Untuk melancarkan kegiatan ekspor dengan mempercepat pemberian izin benih lobster, PT ACK melakukan transfer ke rekening staf istri Edhy sebesar Rp 3,4 miliar yang diperuntukkan bagi keperluan Edhy dan istrinya, serta tim SAF dan APM.
Atas dugaan suap tersebut, Edhy Prabowo didakwa oleh Jaksa Penuntut Umum KPK telah melanggar Pasal 12 huruf a atau Pasal 11 UU Pemberantasan Tindak Pidana Korupsi jo Pasal 55 ayat (1) ke-1 KUHP jo Pasal 65 ayat (1) KUHP. Edhy dituntut penjara selama 5 tahun dan denda sebesar Rp400 juta subsider 6 bulan kurungan. Tak hanya itu, Jaksa juga menuntut untuk mencabut hak dipilih dalam jabatan publik selama empat tahun
sejak terdakwa selesai menjalani masa pidana pokok. Dalam dakwaan jaksa, Edhy Prabowo disebut menerima suap sekitar Rp 24.625.587.250.000 dan USD 77.000 terkait kasus korupsi izin ekspor benih lobster. Setelah didakwa oleh Jaksa Penuntut Umum, Hakim menjatuhkan hukuman kepada Edhy sesuai dengan tuntutan jaksa.

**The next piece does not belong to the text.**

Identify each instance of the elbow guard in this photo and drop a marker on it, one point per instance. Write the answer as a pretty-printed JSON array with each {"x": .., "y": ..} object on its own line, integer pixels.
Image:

"Mengadili, menyatakan Terdakwa Edhy Prabowo terbukti bersalah melakukan tindak pidana korupsi yang dilakukan secara bersama-sama. Menjatuhkan pidana terhadap Terdakwa 5 tahun dan pidana denda Rp 400 juta subsider 6 bulan kurungan," ujar hakim ketua Albertus Usada di Pengadilan Tipikor Jakarta.
Vonis hakim kepada Edhy yang dianggap tidak memberatkan mengakibatkan banyaknya masyarakat yang kontra terhadap putusan tersebut. Menurut Indonesia Corruption Watch (ICW) vonis hakim terhadap Edhy Prabowo tidak pantas untuk diganjar lima tahun.
Peneliti ICW, Kurnia Ramadhan mengatakan Edhy seharusnya menerima vonis 20 tahun penjara. Putusan hakim vonis lima tahun menggambarkan ketidakadilan kepada masyarakat. Menurutnya, baik KPK maupun majelis hakim sama-sama memiliki keinginan untuk memperingan hukuman koruptor. Seperti yang diketahui, hukuman 5 tahun penjara itu serupa dengan tuntutan jaksa penuntut umum KPK.
Putusan tersebut dianggap keliru karena hakim membenarkan suap sebesar Rp 24,6 miliar ditambah USD 77 ribu. Namun, hukuman yang diterima terbilang ringan. Pasal 12 huruf a Undang-Undang Pemberantasan Tindak Pidana Korupsi menyebutkan jerat pidana penjara minimal kepada koruptor adalah 4 tahun penjara.
“Vonis Edhy hanya satu tahun di atas minimal hukuman berdasarkan ketentuan tersebut. Putusan itu dapat dianggap benar apabila Edhy hanya menerima puluhan juta rupiah dari para pemberi suap dan menyandang status sebagai justice collaborator. Namun, hal ini berbeda. Edhy menerima suap mencapai puluhan miliar rupiah dan hingga sekarang tidak kunjung mengakui perbuatannya," kata Kurnia Ramadhan.
ICW mendesak KPK untuk menyelidiki adanya dugaan tindak pidana pencucian uang (TPPU) oleh Edhy Prabowo. Bukti awal terlihat jelas misalnya, modus menggunakan pihak lain sebagai pembeli properti untuk menyamarkan aset hasil kejahatan atau bahkan meminjam rekening orang ketiga untuk menerima sejumlah penerimaan suap.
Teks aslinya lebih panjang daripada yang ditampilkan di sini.